Genes and proteins form complex gene regulatory networks (GRN) in living organisms^[31][32]. Perturbed gene regulation is closely related to disease and its revelation is important for developing intervention strategies^{[33][34][35][36]}. Molecular network analysis is crucial to decipher cancer mechanisms and advance precision oncology^[37]. Artificial intelligence (AI) methods are needed to reveal essential GRNs and essential hub genes at multiple regulatory levels by analyzing emerging multi-modal data in patient bulk tumors and single cells for the discovery of biomarkers and therapeutic targets.

To achieve optimal treatment selection in individual patients, it is essential to integrate patient multi-omic biomarkers with clinical, pathological, demographic, and comorbid factors using electronic medical records (EMRs)^[38]. Retrospective analysis of EMRs has led to the discovery of new and repositioning drugs^[39][40][41].

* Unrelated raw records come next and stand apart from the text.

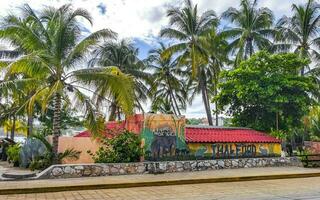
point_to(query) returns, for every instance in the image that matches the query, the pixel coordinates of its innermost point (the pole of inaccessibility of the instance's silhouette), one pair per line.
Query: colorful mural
(234, 150)
(163, 136)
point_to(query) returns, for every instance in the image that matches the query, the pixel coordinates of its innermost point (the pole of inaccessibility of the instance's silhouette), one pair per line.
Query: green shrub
(122, 148)
(14, 154)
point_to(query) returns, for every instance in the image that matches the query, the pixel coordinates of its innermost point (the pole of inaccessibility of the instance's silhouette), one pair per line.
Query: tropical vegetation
(260, 71)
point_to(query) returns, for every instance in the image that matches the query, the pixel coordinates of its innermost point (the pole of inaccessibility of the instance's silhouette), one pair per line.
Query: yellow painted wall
(234, 149)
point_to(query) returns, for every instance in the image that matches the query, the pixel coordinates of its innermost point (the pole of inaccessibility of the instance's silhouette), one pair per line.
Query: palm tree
(301, 31)
(251, 31)
(187, 27)
(215, 46)
(167, 87)
(54, 53)
(125, 56)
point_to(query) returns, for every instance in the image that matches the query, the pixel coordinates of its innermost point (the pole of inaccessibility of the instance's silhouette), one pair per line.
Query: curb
(153, 183)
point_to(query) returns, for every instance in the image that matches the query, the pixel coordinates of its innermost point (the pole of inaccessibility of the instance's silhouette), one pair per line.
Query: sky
(141, 20)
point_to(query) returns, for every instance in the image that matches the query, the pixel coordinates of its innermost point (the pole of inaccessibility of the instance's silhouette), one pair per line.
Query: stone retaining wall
(108, 169)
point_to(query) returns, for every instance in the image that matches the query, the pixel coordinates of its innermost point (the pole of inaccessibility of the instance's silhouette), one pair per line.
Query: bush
(122, 148)
(31, 150)
(14, 154)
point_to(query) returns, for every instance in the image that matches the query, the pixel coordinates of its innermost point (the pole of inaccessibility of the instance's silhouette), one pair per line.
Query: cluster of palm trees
(53, 62)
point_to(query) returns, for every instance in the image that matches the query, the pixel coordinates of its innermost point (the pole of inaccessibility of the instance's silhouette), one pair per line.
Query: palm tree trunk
(216, 107)
(13, 128)
(174, 99)
(215, 90)
(56, 126)
(175, 103)
(205, 99)
(112, 115)
(172, 104)
(30, 124)
(250, 45)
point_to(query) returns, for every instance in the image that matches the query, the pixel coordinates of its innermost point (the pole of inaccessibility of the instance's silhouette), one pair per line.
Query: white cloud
(139, 18)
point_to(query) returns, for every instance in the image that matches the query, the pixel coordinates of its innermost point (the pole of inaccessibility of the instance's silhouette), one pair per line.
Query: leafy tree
(301, 31)
(123, 55)
(252, 29)
(312, 123)
(168, 90)
(124, 147)
(54, 51)
(266, 92)
(215, 46)
(187, 27)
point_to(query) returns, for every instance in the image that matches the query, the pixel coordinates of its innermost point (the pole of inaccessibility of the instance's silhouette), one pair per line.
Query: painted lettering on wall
(233, 150)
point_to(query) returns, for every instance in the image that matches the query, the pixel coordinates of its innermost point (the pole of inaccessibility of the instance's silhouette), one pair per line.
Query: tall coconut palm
(252, 29)
(187, 27)
(215, 46)
(125, 56)
(167, 88)
(301, 31)
(54, 53)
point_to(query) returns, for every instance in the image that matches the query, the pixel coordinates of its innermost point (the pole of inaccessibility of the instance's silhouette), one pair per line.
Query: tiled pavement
(149, 177)
(306, 188)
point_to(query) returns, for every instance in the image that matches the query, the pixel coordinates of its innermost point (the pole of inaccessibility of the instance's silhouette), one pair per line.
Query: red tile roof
(205, 134)
(112, 128)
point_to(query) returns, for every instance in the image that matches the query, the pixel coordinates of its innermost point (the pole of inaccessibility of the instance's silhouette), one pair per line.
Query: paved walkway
(6, 167)
(285, 189)
(119, 181)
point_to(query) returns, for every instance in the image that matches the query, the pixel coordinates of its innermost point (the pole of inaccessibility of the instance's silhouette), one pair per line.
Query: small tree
(266, 92)
(125, 147)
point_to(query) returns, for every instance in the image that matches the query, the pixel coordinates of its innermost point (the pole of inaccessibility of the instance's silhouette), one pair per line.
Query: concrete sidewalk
(107, 182)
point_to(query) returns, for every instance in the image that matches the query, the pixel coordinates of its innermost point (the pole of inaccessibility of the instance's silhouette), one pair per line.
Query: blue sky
(141, 20)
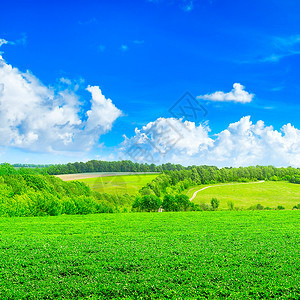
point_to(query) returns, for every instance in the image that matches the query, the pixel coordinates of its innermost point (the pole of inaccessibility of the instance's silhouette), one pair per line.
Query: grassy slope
(119, 185)
(192, 255)
(268, 193)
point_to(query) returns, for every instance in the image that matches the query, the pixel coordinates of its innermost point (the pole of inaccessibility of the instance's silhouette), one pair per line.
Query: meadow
(119, 185)
(184, 255)
(243, 195)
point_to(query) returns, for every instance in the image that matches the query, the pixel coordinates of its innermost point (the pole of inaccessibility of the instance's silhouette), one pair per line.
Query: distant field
(188, 255)
(119, 185)
(69, 177)
(268, 193)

2. Bulk Tumor and Single-Cell Multi-Omics Data Analysis

2.1. Multi-Omics Data Processing and Integration

With the rapid development of high-throughput technology, genomic, transcriptomic, proteomic, and metabolomic profiles have provided ample sources of information for researchers to understand molecular disease mechanisms. Nevertheless, data generated from various commercially available platforms and customized arrays pose tremendous challenges for processing, analysis, and integration. The Genome Analysis Toolkit (GATK) is the industry standard for processing multi-omics data in bulk tumors and single cells, including identifying single nucleotides (SNPs) and indels, somatic short variants, copy number variations (CNV), and structural variations (SV) in germline DNA and RNAseq data^[42]. In addition to data generated from current sequencing technology, a huge amount of high-throughput data was generated from legacy DNA microarrays. A research group from the FDA reported that biomarkers and predictive models derived from legacy microarray data can accurately predict phenotypes in samples profiled with RNA sequencing, whereas RNA-seq-based models are less accurate in predicting microarray data^[43]. This section provides a brief overview of some software packages and methods used for bulk tumor multi-omics data processing and integration.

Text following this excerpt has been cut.